Lhamon sits as the Chair for The U.S. Commission on Civil Rights, an independent agency tasked with informing the development and enhancing enforcement of national civil rights policy and federal civil rights laws. She is one of a growing number of Americans, LGBTQ and their allies alike, pushing legislators for more local, state, and federal non-discrimination and anti-harassment policies. Some states and local ordinances across the nation have passed laws preventing discrimination of employees based on gender identity; however, as it stands, there is no federal civil rights law that protects employees based on gender identity. Attorney General Jeff Sessions reversed Title VII, which protects employees based on sex, originally having included transgender and gender non-conforming people under the Obama administration.

After my interviews with transgender and gender non-conforming people on their experiences with discrimination in the workplace, I turned to Beck Bailey, the Deputy Director of the Human Rights Campaign Workplace Equality Program, to figure out what we should be doing to enforce non-discrimination and anti-harassment policies.

Given that most marginalized people don’t report discrimination at work, out of fear of retribution or losing their jobs, what can organization leaders do and what are they doing to make the reporting process more secure?
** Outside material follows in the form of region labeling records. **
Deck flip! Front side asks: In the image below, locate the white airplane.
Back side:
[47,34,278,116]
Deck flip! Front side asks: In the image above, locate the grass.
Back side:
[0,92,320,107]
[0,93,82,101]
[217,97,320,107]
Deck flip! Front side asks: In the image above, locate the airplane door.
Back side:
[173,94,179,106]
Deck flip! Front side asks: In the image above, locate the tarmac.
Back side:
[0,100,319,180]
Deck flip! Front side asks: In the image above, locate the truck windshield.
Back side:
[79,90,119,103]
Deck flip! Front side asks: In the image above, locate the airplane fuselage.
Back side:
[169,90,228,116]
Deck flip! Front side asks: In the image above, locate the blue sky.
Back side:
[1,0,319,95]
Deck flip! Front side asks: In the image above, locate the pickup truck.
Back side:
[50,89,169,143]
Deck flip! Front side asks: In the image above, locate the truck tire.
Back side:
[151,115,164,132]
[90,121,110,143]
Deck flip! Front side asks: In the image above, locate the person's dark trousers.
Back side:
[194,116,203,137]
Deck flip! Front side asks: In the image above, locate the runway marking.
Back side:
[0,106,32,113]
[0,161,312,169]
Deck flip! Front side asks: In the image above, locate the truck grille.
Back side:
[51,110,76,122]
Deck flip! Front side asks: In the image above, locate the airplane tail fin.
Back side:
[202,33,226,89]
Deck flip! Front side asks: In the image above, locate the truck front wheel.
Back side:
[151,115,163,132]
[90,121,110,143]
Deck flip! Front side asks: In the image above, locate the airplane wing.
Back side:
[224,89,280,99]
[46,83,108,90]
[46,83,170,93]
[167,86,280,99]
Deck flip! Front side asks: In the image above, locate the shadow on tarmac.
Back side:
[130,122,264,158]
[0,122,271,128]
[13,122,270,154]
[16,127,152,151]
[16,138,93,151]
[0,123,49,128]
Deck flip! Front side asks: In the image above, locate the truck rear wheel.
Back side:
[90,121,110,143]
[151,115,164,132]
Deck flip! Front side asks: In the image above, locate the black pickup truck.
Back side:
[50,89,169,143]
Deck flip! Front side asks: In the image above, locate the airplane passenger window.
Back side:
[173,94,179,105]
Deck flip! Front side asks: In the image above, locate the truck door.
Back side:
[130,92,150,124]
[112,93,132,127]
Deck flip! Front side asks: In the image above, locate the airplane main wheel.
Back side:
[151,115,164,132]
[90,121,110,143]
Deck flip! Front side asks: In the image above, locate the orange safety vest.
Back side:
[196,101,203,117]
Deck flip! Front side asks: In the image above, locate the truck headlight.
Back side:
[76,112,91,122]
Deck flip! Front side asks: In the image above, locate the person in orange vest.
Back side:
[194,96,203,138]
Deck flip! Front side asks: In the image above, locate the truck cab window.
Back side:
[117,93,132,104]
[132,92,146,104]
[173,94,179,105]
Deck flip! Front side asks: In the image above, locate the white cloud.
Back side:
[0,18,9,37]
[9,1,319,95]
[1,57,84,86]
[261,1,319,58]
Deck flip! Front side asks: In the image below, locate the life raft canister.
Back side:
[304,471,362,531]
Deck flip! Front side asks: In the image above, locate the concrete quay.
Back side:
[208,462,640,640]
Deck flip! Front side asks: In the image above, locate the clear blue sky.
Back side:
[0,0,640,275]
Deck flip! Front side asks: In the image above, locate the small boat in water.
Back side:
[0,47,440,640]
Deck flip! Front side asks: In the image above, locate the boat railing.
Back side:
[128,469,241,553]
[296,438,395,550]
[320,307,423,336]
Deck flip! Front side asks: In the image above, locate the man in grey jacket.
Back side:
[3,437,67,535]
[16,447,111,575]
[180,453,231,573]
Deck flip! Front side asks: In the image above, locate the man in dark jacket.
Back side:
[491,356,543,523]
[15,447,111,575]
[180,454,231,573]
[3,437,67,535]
In the work that we do with corporate America, this is generally speaking with larger corporations, as well as the large law firms in the U.S., we find that the best practice is certainly to encourage reporting to direct supervisors or managers or to HR or Human Resource Liaisons. But that alone is insufficient, because you may actually be experiencing discrimination from your direct manager or even from your human resources team and so the best practice is to have ways to do anonymous reporting through 800 toll-free numbers and blind email reporting. Obviously it’s usually easier for the organization to address if the person will reveal themselves and what exactly is happening but at the very least if they can report and say what work unit therein and what they’re experiencing that needs attention, then it can go into higher level of reporting and be dealt with from the top down so to speak. So usually that reporting, that anonymous reporting is going into a headquarters where the leadership in human resources and even the diversity team can take that information and start an investigation. So the best practice is to really have that mechanism that allows people to report all the way up the chain outside of going through their own manager.

HRC has a trans toolkit for employers. Could you share a little more what the toolkit is about?

We created the toolkit as a way to bring together all of our resources for employers in creating a more inclusive workplace for transgender and gender nonconforming people, and particularly it is broken up into various working parts and resources. One is building the business case for employers and making sure they understand why being an inclusive employer is not only the right thing to do but also good for their business and helpful to be able to show them that business case. And then it goes into a lot of education resources and tools that employers can use.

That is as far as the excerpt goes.